RV: MGPP

From Juhé, Albert
DateFri, 24 Jan 2003 09:24:11 +0100
Subject RV: MGPP
Thanks for your reply Katherine Don,

We have finished the first release of mgpp, this version is without NEAR and
support: Multicollection, wildcards, and the operator >, >=, <, <=. All
developed in C++ using STL. The Querier that we have build accept SQL
language (a little version), doing queries versus diferent indexes at the
same time.

In the first Release we have this results:
SELECT text = "le*" 9,01 seconds and retrieve 363244 documents of 384512. In
a PII-200 with 48Mb.

If you are insteresed I can send us a copy of the project.

The second Release will be with NEAR, implemented like Managing Gigabytes
say, more and less.

We will buid another index file, where we store the offset of every word in
the document,(third level of index file).

The scheme that we have think is:

In the invert file we add a pointer, we store: number of document +
ptr_offset_file, number of document + ptr_offset_file,...

In the offset file we store:

length_to_read (buffer size) + offset1, offset2, ... - Applying the numbers
compresión used in mgpp Elias Gamma, delta,...

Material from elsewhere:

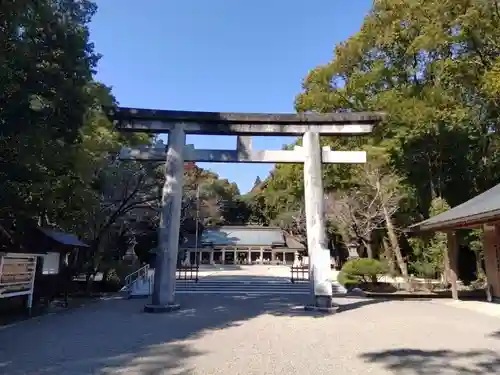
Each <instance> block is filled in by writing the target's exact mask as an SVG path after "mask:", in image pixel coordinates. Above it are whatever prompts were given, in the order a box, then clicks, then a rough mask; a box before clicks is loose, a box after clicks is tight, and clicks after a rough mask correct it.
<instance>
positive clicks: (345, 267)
mask: <svg viewBox="0 0 500 375" xmlns="http://www.w3.org/2000/svg"><path fill="white" fill-rule="evenodd" d="M387 271H388V270H387V265H385V264H384V263H382V262H380V261H379V260H377V259H370V258H359V259H352V260H349V261H347V262H346V263H345V264H344V266H343V267H342V271H341V273H343V275H342V278H343V279H344V281H345V282H347V284H350V285H353V284H361V283H367V282H370V281H371V282H376V281H377V276H380V275H384V274H386V273H387ZM339 278H340V274H339ZM339 282H340V283H341V284H342V282H341V281H340V280H339ZM343 285H344V284H343Z"/></svg>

With this implementation, the exact queries are fast like mg, because if you
don't need NEAR, despise the pointer ptr_offset_file. Obviously the index
files are more large.

We have created a config file, for buildind collections, where you can
configure if you want NEAR, stem indexes, weight indexes,...

We think that this is a good implementation but we're sure. We will explain
the results of this.
Thanks for all, I have learned very much with yours project mg, and mgpp.